• I looked around at such a huge crowd of people, and God loves them so much. I was moved at the thought of what a great number of people God has saved!
  • Romans 14 stuff. I don’t have to fix everyone or judge how everyone is doing. I had a hard time for a bit judging people that were there. This wasn’t about that at all. It was about attention on worshipping the Lord.
  • We were waiting out on the lawn, looking at the 4 hour line, and I said we should just start praying and worshipping right there. My daughter said “yeah, what are we waiting for?” and we all started singing. There were about 100 people on the lawn and many of them had hands raised and were singing or praying. But there were hundreds to thousands in the line waiting. Some of them were singing or praying, but nowhere close to the majority. The majority were just standing around and talking like they were in line for a movie. I don’t want to be too critical of them, but I am a little bit. If that whole crowd would have just gathered together instead of spreading out in a line on the sidewalk for a half mile, the whole place would have transformed! At one point I shouted “The louder you sing, the warmer you get!” because it was 21 degrees out there. One guy shouted “Hallelujah” from the lawn, but the line didn’t start singing.
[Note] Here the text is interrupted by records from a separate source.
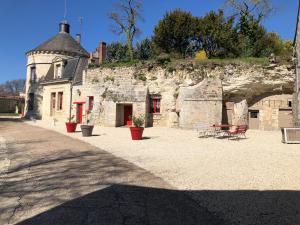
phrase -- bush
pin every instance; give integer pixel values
(201, 55)
(138, 121)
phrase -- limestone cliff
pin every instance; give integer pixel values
(243, 81)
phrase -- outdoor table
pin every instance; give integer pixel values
(221, 127)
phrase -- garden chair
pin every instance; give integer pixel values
(203, 130)
(237, 132)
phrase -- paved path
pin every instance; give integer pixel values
(48, 178)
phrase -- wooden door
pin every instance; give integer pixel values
(127, 115)
(52, 104)
(79, 113)
(254, 119)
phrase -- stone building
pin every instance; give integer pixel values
(53, 68)
(296, 97)
(60, 85)
(113, 96)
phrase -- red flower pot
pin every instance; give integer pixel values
(136, 133)
(71, 127)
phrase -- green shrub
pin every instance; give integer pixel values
(138, 121)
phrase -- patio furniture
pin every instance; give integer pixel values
(204, 130)
(290, 135)
(219, 129)
(237, 132)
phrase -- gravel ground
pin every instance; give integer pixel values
(55, 180)
(252, 181)
(261, 162)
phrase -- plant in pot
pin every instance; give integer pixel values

  • If all of the men would have grouped together outside and worshipped and let the women and children inside, that would have changed everything. I saw old women waiting in line outside while young studs stood with their cell phones videoing inside the main room. C’mon guys!
  • It was really really good to have a dedicated 3-hour prayer and worship time. When you have a long time to do that, you pray and worship in a completely different way. You sing choruses more times over and over again if you aren’t rushing through a setlist. I bet we sang some choruses 15 times, and it was good. You got to a point where you really got to pray the words as you sang them.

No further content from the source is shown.